The first town hall was commissioned by the town council at the insistence of the emperor Napoleon who visited the town in 1808. The site they selected was on the southwest side of the central parade ground (now Place Napoléon). Construction of the building started in 1813. It was designed in the neoclassical style, built in brick with a cement render finish and was completed in 1814.

The design involved a symmetrical main frontage of 13 bays facing onto the central square. The central section of seven bays featured a short flight of steps leading up to three round-headed doorways; there were seven tall casement windows on the first floor. The wings, of three bays each, were originally single storey and were fenestrated by three round headed windows. There were two bands between the floors and, at roof level, there was a modillioned cornice. Internally, the Salle du Conseil (council chamber) and committee rooms were in the main section, while the wings accommodated offices for the administration of the schools, aid for the poor and areas for the issue of official documents to members of the public. The wings were expanded by the addition of an extra storey in 1840, giving the whole structure its current uniform appearance with 13 tall casement windows on the first floor. The interior was redecorated in 1870, with new fireplaces, murals, and a tapestry by Pierre Chapuis. A bust of the painter, Paul-Jacques-Aimé Baudry, was installed there in 1895.

Following significant population growth, largely associated with the status of La Roche-sur-Yon as a market town, the council, led by the mayor, Paul Caillaud, decided to commission a large extension at the rear of the original building. The new structure, which incorporated extensive use of smoked glass curtain walling, was completed in 1969.

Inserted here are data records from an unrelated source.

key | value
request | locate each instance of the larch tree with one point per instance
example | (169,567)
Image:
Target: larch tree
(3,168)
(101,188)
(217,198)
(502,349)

In July 2019, the town council announced that the municipal staff would be relocating to a former post office on the corner of Jean Jaurès and Rue Salvador Allende. The converted post office would contain a Salle de Mariages (wedding room), an assembly hall, and an atrium. It was also announced that a new exhibition space, the Musée Espace Napoléon (the Museum about Napoleon), would be created in a former courthouse, originally designed by Claude-Raphaël Duvivier in the neoclassical style, and completed on an adjacent site on the corner of Rue Salvador Allende and Place Napoléon in 1815. The foundation stone for the new complex was laid by the mayor, Luc Bouard, on 19 September 2023. It was confirmed that the conversion work would be carried out at a cost of €30 million (€16 million for the municipal elements, and €14 million for the museum), to a design by Richez Associés. The municipal elements of the building were scheduled to open in 2025, while the museum was scheduled to open in 2028.

Meanwhile, it was announced that the town hall on Place Napoléon would be renovated so that it could accommodate a tourist information centre, a bar and some shops.